Conclusion for Question 1: In 1973 to 1974 models of 32 cars, manual transmission is generally better for mpg compared with automatic transmission.
# Backward Elimination
mdl_whole <- lm(mpg ~., data = mtcars)
summary(mdl_whole)$coef
## Estimate Std.
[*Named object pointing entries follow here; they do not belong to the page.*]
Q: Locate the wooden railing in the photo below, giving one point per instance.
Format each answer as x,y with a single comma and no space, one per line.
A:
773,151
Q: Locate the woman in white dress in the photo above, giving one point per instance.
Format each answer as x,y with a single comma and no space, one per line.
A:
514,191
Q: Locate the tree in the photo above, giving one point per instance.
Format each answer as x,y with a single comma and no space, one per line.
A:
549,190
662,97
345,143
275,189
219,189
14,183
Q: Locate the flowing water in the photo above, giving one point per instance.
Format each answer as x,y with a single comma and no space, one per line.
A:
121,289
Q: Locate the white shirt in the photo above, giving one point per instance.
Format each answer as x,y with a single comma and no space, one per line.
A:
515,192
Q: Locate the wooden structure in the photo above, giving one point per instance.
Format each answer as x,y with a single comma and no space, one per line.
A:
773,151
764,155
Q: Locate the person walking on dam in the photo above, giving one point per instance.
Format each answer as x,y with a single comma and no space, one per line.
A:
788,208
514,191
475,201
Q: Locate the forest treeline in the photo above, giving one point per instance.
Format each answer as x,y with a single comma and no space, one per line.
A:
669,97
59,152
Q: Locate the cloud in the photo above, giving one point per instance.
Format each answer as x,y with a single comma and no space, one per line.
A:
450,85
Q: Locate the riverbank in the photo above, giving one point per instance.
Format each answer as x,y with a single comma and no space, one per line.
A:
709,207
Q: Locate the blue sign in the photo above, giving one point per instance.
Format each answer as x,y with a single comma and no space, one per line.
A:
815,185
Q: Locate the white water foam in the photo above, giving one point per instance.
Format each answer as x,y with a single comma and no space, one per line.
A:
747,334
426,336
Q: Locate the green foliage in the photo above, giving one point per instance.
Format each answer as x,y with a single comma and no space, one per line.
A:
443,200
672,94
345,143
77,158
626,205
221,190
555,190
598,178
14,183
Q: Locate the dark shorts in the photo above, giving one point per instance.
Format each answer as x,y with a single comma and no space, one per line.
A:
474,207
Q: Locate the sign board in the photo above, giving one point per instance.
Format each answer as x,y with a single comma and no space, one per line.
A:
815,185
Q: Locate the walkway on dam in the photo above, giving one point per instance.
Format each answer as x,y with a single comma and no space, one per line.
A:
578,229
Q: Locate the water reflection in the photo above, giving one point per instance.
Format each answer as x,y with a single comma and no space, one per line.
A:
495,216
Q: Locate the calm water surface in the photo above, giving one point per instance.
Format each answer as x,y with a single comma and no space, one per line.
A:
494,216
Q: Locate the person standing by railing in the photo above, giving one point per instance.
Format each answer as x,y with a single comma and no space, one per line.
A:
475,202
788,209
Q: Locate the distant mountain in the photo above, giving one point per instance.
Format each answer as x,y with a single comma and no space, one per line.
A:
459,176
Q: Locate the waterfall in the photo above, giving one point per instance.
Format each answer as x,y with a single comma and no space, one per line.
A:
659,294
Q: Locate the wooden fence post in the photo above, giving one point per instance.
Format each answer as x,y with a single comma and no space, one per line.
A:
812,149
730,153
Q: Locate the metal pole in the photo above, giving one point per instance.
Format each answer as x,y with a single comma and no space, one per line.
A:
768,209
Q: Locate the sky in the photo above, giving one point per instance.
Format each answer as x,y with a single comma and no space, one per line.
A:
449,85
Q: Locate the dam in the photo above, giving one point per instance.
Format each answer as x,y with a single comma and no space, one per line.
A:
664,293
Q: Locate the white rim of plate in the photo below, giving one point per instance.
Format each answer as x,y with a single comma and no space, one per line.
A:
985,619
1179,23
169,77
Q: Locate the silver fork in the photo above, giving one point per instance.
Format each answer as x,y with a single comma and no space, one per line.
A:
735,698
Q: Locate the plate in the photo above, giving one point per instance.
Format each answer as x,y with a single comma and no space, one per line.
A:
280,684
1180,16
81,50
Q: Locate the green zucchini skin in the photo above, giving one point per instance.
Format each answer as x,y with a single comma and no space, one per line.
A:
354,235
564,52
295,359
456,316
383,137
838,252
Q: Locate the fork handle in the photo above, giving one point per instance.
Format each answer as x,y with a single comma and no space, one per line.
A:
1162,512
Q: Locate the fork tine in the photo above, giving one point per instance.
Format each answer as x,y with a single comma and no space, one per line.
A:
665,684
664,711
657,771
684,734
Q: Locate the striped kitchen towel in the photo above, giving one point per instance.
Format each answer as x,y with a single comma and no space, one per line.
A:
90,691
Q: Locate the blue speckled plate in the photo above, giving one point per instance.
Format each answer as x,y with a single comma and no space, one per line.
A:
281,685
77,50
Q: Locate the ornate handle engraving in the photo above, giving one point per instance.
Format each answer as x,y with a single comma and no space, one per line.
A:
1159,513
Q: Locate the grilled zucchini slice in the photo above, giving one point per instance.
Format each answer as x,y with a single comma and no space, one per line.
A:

Error t value Pr(>|t|)
## (Intercept) 23.87913244 20.06582026 1.19004018 0.25252548
## cyl6 -2.64869528 3.04089041 -0.87102622 0.39746642
## cyl8 -0.33616298 7.15953951 -0.04695316 0.96317000
## disp 0.03554632 0.03189920 1.11433290 0.28267339
## hp -0.07050683 0.03942556 -1.78835344 0.09393155
## drat 1.18283018 2.48348458 0.47627845 0.64073922
## wt -4.52977584 2.53874584 -1.78425732 0.09461859
## qsec 0.36784482 0.93539569 0.39325050 0.69966720
## vs1 1.93085054 2.87125777 0.67247551 0.51150791
## am1 1.21211570 3.21354514 0.37718957 0.71131573
## gear4 1.11435494 3.79951726 0.29328856 0.77332027
## gear5 2.52839599 3.73635801 0.67670068 0.50889747
## carb2 -0.97935432 2.31797446 -0.42250436 0.67865093
## carb3 2.99963875 4.29354611 0.69863900 0.49546781
## carb4 1.09142288 4.44961992 0.24528452 0.80956031
## carb6 4.47756921 6.38406242 0.70136677 0.49381268
## carb8 7.25041126 8.36056638 0.86721532 0.39948495
mdl <- lm(mpg ~. - cyl - carb - gear - vs -drat - disp - hp, data = mtcars)
summary(mdl)$coef
## Estimate Std. Error t value Pr(>|t|)
## (Intercept) 9.617781 6.9595930 1.381946 1.779152e-01
## wt -3.916504 0.7112016 -5.506882 6.952711e-06
## qsec 1.225886 0.2886696 4.246676 2.161737e-04
## am1 2.935837 1.4109045 2.080819 4.671551e-02
model = mpg ~ wt + qsec + am1 is the most parsimonious model after backward elimination of greater p values.
res <- resid(mdl)
qqnorm(res)
qqline(res)
hist(res, breaks = 5)
The residuals of the fitted model seem like skewed to the right. Under this model, the mpg difference is if other coefficients held constant, for every unit increase of mpg, the manual car is 2.9358372 mpg higher than the automatic car in 1974.